Step (4):Sample is challenged:The challenge room mouthful of blocking test device and sampler chamber mouthful in an adequate manner, it is ensured that noExtraneous contamination can be produced, experimental rig is put into 25 DEG C of incubators to 24h, using shaken cultivation case and suitable vibration is setFrequency is so that challenge bacterium solution 32 can fully contact the outer surface of test sample 5, while alloing TSB culture mediums 9 fully to contact confessionThe inner surface of test agent 5.
Step (5):Penetrate microorganism checking:To after the stipulated time, visually observe microorganism in TSB culture mediums 9 and grow feelingsCondition.
Step (6):Challenge microbial activity inspection:Challenge bacterium solution 32, which is dipped, with sterile swab 6 wipes inoculation TSA flat boards,TSA culture medium flat plates after inoculation are placed in the vigor inspection that 35 DEG C of culture 24h are used to challenge microorganism.

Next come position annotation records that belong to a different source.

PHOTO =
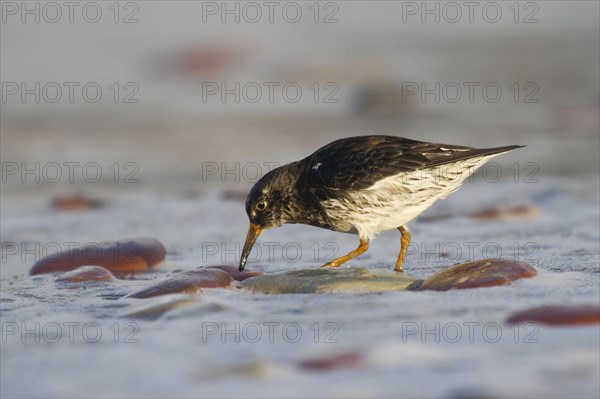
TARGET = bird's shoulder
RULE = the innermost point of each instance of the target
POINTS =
(359, 162)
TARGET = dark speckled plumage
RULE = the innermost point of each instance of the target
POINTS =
(356, 184)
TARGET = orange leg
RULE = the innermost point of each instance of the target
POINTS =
(364, 245)
(404, 242)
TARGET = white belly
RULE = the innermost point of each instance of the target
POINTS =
(396, 200)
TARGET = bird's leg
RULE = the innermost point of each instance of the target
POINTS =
(364, 245)
(404, 242)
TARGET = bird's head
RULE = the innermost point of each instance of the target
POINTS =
(268, 205)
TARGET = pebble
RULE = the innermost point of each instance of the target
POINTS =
(234, 272)
(356, 280)
(75, 203)
(517, 212)
(123, 256)
(558, 315)
(85, 274)
(152, 309)
(189, 282)
(480, 273)
(332, 362)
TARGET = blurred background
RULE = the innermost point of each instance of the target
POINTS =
(154, 118)
(170, 85)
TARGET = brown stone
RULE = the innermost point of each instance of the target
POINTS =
(480, 273)
(517, 212)
(85, 274)
(123, 256)
(559, 315)
(234, 272)
(332, 362)
(75, 203)
(187, 282)
(234, 195)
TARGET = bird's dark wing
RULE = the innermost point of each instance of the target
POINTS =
(359, 162)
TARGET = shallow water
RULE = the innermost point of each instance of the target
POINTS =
(230, 342)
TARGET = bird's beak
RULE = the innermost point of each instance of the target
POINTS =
(253, 233)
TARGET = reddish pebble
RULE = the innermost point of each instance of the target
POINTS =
(333, 362)
(480, 273)
(234, 272)
(187, 282)
(74, 203)
(123, 256)
(516, 212)
(85, 274)
(559, 315)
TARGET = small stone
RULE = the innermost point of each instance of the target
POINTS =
(157, 307)
(75, 203)
(189, 282)
(332, 362)
(517, 212)
(558, 315)
(357, 280)
(480, 273)
(85, 274)
(123, 256)
(234, 272)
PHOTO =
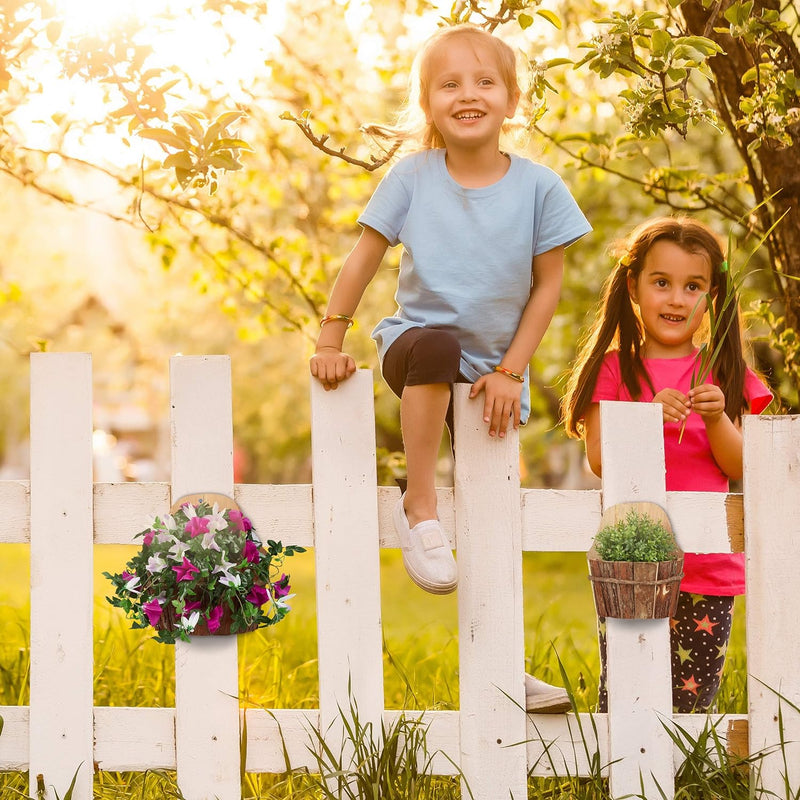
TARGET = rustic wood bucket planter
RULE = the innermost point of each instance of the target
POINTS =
(635, 589)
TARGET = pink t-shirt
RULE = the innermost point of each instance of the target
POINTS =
(690, 465)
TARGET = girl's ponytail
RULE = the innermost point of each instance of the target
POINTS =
(618, 323)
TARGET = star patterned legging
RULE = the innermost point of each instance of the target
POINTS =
(699, 634)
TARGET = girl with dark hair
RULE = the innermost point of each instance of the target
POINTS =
(642, 348)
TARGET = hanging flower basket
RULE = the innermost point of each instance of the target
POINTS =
(202, 571)
(640, 576)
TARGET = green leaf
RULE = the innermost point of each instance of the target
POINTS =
(231, 144)
(525, 21)
(661, 42)
(163, 136)
(181, 159)
(552, 18)
(195, 124)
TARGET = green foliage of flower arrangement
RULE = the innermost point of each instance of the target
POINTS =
(199, 566)
(637, 537)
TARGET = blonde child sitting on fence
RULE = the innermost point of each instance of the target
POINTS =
(641, 347)
(484, 234)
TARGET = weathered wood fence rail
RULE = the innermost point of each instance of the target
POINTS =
(490, 519)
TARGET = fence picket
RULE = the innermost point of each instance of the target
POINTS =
(347, 553)
(61, 680)
(772, 499)
(638, 654)
(490, 642)
(206, 669)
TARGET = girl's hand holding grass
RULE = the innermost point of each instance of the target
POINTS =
(708, 401)
(675, 405)
(501, 403)
(331, 366)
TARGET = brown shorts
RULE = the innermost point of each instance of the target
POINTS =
(421, 356)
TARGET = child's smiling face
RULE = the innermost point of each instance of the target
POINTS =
(468, 100)
(671, 285)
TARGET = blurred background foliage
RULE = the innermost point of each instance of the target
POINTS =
(157, 196)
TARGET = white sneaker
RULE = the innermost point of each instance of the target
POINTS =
(542, 698)
(427, 556)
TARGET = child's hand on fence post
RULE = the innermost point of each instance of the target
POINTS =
(501, 403)
(331, 366)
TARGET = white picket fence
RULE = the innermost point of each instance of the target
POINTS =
(346, 518)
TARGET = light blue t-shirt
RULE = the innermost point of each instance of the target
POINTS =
(467, 253)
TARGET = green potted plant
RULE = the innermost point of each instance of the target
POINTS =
(635, 565)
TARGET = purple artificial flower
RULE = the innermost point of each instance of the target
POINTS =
(186, 571)
(242, 522)
(152, 608)
(251, 552)
(281, 587)
(197, 526)
(258, 595)
(214, 619)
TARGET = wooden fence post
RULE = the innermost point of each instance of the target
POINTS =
(61, 681)
(772, 544)
(347, 553)
(491, 632)
(638, 651)
(206, 669)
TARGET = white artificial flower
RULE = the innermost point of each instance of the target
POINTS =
(209, 543)
(155, 564)
(190, 623)
(228, 578)
(176, 552)
(216, 520)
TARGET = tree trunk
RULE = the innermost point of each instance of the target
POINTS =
(774, 169)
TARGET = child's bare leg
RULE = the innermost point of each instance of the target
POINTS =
(422, 414)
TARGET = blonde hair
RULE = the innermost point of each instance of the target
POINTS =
(412, 123)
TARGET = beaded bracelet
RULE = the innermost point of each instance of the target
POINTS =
(515, 375)
(336, 318)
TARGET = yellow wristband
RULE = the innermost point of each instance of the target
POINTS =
(336, 318)
(515, 375)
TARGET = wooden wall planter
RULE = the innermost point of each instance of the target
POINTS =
(635, 589)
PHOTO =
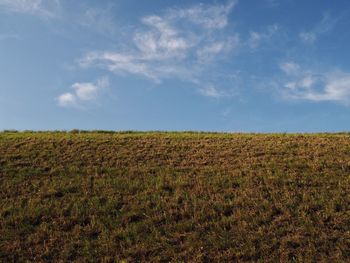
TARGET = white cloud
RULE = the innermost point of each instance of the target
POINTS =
(42, 8)
(327, 23)
(66, 99)
(207, 16)
(313, 85)
(290, 68)
(82, 92)
(256, 38)
(180, 44)
(211, 91)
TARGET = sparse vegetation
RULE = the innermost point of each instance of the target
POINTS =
(190, 197)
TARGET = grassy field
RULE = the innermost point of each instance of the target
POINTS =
(178, 197)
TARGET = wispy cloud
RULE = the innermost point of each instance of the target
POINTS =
(82, 92)
(180, 43)
(324, 26)
(99, 19)
(212, 91)
(256, 38)
(42, 8)
(300, 83)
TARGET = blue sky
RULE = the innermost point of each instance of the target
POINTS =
(241, 66)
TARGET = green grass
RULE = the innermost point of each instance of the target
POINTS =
(181, 197)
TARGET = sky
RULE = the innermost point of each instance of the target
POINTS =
(230, 65)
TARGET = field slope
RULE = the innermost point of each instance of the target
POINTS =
(190, 197)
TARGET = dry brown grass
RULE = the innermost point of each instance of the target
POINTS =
(191, 197)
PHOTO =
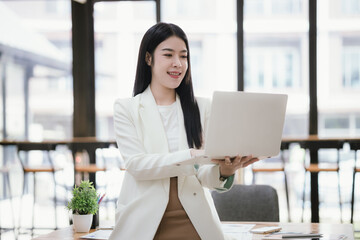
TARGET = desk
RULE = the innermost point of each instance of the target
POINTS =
(312, 142)
(324, 228)
(90, 144)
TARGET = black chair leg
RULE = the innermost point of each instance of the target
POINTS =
(7, 179)
(303, 199)
(33, 209)
(287, 196)
(55, 201)
(340, 201)
(21, 200)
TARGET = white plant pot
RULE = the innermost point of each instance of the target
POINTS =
(82, 223)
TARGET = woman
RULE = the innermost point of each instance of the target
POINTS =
(159, 133)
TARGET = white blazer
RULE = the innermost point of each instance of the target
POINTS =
(144, 195)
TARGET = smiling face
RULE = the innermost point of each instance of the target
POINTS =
(168, 63)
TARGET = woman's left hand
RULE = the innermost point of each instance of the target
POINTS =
(228, 166)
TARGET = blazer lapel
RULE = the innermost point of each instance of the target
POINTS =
(182, 138)
(155, 140)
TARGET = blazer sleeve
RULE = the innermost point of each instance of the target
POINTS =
(140, 164)
(209, 175)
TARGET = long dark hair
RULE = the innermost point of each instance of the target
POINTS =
(152, 38)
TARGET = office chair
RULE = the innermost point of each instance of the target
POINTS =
(264, 167)
(318, 168)
(24, 150)
(247, 203)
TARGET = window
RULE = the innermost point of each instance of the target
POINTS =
(276, 56)
(116, 50)
(336, 123)
(338, 68)
(36, 59)
(351, 67)
(211, 30)
(274, 7)
(272, 67)
(350, 6)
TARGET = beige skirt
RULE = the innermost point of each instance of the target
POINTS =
(175, 223)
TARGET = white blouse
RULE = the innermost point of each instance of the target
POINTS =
(169, 117)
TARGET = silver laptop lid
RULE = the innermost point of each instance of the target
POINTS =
(245, 123)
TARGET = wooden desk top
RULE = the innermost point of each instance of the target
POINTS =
(324, 228)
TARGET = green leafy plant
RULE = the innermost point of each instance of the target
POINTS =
(84, 200)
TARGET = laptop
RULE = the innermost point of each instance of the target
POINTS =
(244, 123)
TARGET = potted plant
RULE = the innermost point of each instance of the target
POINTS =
(84, 204)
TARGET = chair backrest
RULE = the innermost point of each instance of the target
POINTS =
(247, 203)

Step (7) result judges:There should be the growth of serratia marcesens suspension on the TSA flat boards of vigor inspection, otherwise tryTest invalid.If the display clarification of TSB culture mediums, it is judged to meet hygrometric state resistance bacterium property requirement.If the display of TSB culture mediums is muddy, shouldSuitable micro-biological process is used to check it whether for serratia marcesens.If serratia marcesens, then it is judged to not meet hygrometric stateHinder the requirement of bacterium property;If not serratia marcesens, then illustrate there is extraneous contamination, it is invalid to test.
The test method of the present invention needs to operate microorganism, is preferably entered by trained personnel in biocontainment laboratoryRow experiment.
The foregoing is merely illustrative of the preferred embodiments of the present invention, is not the whole embodiments of the present invention, not to limitThe system present invention, within the spirit and principles of the invention, any modification, equivalent substitution and improvements made etc. should be included inWithin protection scope of the present invention.
In addition to technical characteristic described in specification, remaining technical characteristic is technology known to those skilled in the art, for protrusionThe innovative characteristicses of the present invention, above-mentioned technical characteristic will not be repeated here.